10. Security Considerations . . . . . . . . . . . . . . . . . . . 14
11. IANA Considerations . . . . . . . . . . . . . . . . . . . . . 14
12. Normative References . . . . . . . . . . . . . . . . . . . . 14
Appendix A. Acknowledgments . . . . . . . . . . . . . . . . . . 15
Appendix B. Document Change Log . . . . . . . . . . . . . . . . 15
B.1. Changes to draft-farinacci-lisp-simple-nat-02 . . . . . . 15
B.2. Changes to draft-farinacci-lisp-simple-nat-01 . . . . . . 15
B.3. Changes to draft-farinacci-lisp-simple-nat-00 . . . . . . 15
Author's Address . . . . . . . . . . . . . . . . . . . . . . . . 16
1. Introduction
This draft documents the LISP messages and protocol procedures for a
simple mechanism for the NAT Traversal problem. A subset of message
definitions and protocol procedures are taken from
[I-D.ermagan-lisp-nat-traversal]. This design was first implemented
in the lispers.net LISP implementation dating back to January 2014.

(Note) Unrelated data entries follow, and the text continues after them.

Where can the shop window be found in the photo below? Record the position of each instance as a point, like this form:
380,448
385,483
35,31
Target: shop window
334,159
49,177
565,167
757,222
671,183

The procedures described in this document are performed by LISP
compliant [I-D.ietf-lisp-rfc6830bis] [I-D.ietf-lisp-rfc6833bis] xTRs
that reside on the private side of one or more NAT devices that
connect them to the public side of the network.
The solution is applicable to the following xTR deployments:
o A physical ITR/ETR device that is directly connected or multiple
hops away from a NAT device.
o A LISP-MN acting as an ITR/ETR device on an cellular service where
a mobile provider is providing a NAT function.
o A logical ITR/ETR that resides in a VM that is behind a NAT device
managed by a hypervisor or cloud provider.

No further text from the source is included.